Maximal-marginal-relevance (MMR) re-ranks the top-fetch_k results to balance relevance against diversity. Use it to avoid near-duplicates dominating the result set.

diverse = vector_store.max_marginal_relevance_search(
    query="vector index trade-offs",
    k=4,
    fetch_k=20,
    lambda_mult=0.5,            # 0.0 = max diversity, 1.0 = max relevance
    kind=CosmosDBVectorSearchType.VECTOR_DISKANN,
)

for doc in diverse:
    print(doc.page_content)

Use the vector store as a retriever

Convert the store into a LangChain Retriever and plug it into any chain or agent:

from langchain_core.prompts import ChatPromptTemplate
from langchain_core.runnables import RunnablePassthrough
from langchain_openai import ChatOpenAI

retriever = vector_store.as_retriever(
    search_type="similarity",
    search_kwargs={
        "k": 4,
        "kind": CosmosDBVectorSearchType.VECTOR_DISKANN,
    },
)

prompt = ChatPromptTemplate.from_template(
    "Answer using only the context.\n\nContext:\n{context}\n\nQuestion: {question}"
)
llm = ChatOpenAI(model="gpt-4o-mini")

chain = (
    {"context": retriever, "question": RunnablePassthrough()}
    | prompt
    | llm
)

print(chain.invoke("Which vector index should I use for a million embeddings?").content)
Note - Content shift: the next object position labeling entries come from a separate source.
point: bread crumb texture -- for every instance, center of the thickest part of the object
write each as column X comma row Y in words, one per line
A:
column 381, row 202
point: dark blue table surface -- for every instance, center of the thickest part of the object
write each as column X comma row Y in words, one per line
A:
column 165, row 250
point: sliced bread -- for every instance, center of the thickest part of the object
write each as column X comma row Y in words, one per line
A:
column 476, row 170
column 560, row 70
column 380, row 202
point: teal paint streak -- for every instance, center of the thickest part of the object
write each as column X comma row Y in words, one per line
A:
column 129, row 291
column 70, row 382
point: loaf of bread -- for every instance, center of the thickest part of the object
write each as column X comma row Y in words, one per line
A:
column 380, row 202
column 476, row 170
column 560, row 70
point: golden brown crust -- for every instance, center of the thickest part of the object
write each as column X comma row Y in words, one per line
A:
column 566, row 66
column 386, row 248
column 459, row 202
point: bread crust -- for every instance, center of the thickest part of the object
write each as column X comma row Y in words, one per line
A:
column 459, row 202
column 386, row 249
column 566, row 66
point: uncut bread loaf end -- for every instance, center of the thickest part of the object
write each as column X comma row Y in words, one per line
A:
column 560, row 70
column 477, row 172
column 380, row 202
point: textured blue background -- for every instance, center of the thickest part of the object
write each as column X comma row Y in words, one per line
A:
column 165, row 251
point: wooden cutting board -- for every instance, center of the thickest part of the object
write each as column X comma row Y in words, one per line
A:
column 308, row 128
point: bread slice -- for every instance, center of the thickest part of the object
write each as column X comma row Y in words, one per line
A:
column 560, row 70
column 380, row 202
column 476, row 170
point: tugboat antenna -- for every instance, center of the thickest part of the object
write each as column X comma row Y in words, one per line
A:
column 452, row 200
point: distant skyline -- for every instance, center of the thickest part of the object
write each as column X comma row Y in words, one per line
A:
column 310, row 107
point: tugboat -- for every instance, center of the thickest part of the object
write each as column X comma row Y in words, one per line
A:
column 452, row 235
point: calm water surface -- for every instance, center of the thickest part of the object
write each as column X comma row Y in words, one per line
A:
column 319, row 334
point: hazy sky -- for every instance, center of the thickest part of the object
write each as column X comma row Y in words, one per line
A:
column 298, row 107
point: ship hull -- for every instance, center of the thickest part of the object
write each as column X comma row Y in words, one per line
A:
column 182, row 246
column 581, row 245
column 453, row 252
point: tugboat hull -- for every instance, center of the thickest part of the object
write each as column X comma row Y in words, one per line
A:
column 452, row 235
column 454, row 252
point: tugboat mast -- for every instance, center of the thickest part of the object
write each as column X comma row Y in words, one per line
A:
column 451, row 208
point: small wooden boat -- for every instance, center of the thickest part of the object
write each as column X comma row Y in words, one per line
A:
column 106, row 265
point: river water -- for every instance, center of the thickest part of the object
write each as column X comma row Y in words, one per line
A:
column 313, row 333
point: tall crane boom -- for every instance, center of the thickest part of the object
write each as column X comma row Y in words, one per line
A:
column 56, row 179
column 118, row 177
View and manage data in Visual Studio Code

You can browse persisted documents and vector indexes interactively without leaving your editor.

  1. Install the Azure DocumentDB extension for Visual Studio Code.

  2. Connect to your Azure DocumentDB cluster from the DocumentDB Connections view by using the same connection string you set as DOCUMENTDB_URI.

  3. Expand your database to view collections, run find queries, and inspect vector and filter indexes that the vector store created.

    Screenshot of the Azure DocumentDB extension for Visual Studio Code showing a connected cluster with a database and collection of documents in the table view.